Workflow vel-streamtubes shows tubes made from the streamlines of the velocity field.
Animated Particle Traces
Continue with the workflow from above.
The only thing that we need to modify is a parameter of the Tracer module:
change taskType from Streamline to MovingPoints.
This will let the Tracer output particles as points moving along the velocity field.
As we already have a Thicken module placed in the workflow that we used to make the lines to tubes, the particles will appear as spheres.
In order for the animation to repeat more often, we change the trace_time to 4.
Bringing it All Together
Finally, we will combine the scalar pressure and the vector velocity fields into a single visualization. And we want to be able to switch different parts on and off. With the Variant we can label objects in the workflow so that the Variants plug-in of COVER will allow to show or hide them. We will do so for a couple of objects and build a workflow that comprises most of what we configured before.
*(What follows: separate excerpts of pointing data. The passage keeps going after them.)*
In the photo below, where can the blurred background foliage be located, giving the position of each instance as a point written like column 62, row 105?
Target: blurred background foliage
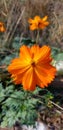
column 15, row 103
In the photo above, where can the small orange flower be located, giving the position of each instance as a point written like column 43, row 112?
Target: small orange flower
column 33, row 67
column 2, row 28
column 38, row 23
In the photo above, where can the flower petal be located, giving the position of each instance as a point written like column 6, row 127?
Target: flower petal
column 29, row 80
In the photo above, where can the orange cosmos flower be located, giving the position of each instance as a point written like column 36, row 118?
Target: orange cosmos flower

We insert a couple of Variant modules into the workflow, i.e. we break some of the direct connections to the COVER renderer and put Variant instances inbetween. For the path between the ToTriangles module from the Tracer branch we configure the variant parameter to Velocity:Streamlines, for the branch from the VectorField module we set it to Velocity:Arrows.
We add another two Variant modules, one for the pressure IsoSurface, and one for the pressure CuttingSurface branches and re-establish a connection to COVER. For both of these, we set the variant parameter to Pressure.
After executing this workflow, COVER will show a Variants menu in the menu bar. From there, you can enable or disable the labelled parts of the workflow. Variants that start with a common prefix ended by a colon are mutually exclusive. So enabling one of the Velocity variants will disable the other one.
Workflow vel-press is the final workflow of this tutorial, combining the pressure and velocity fields with the possibility of switching parts on and off.
How to Proceed
Explore the other available modules in the module library and try them out. And if you cannot find what you are looking for, you might want to consider implementing your own modules, especially for importing your own file format.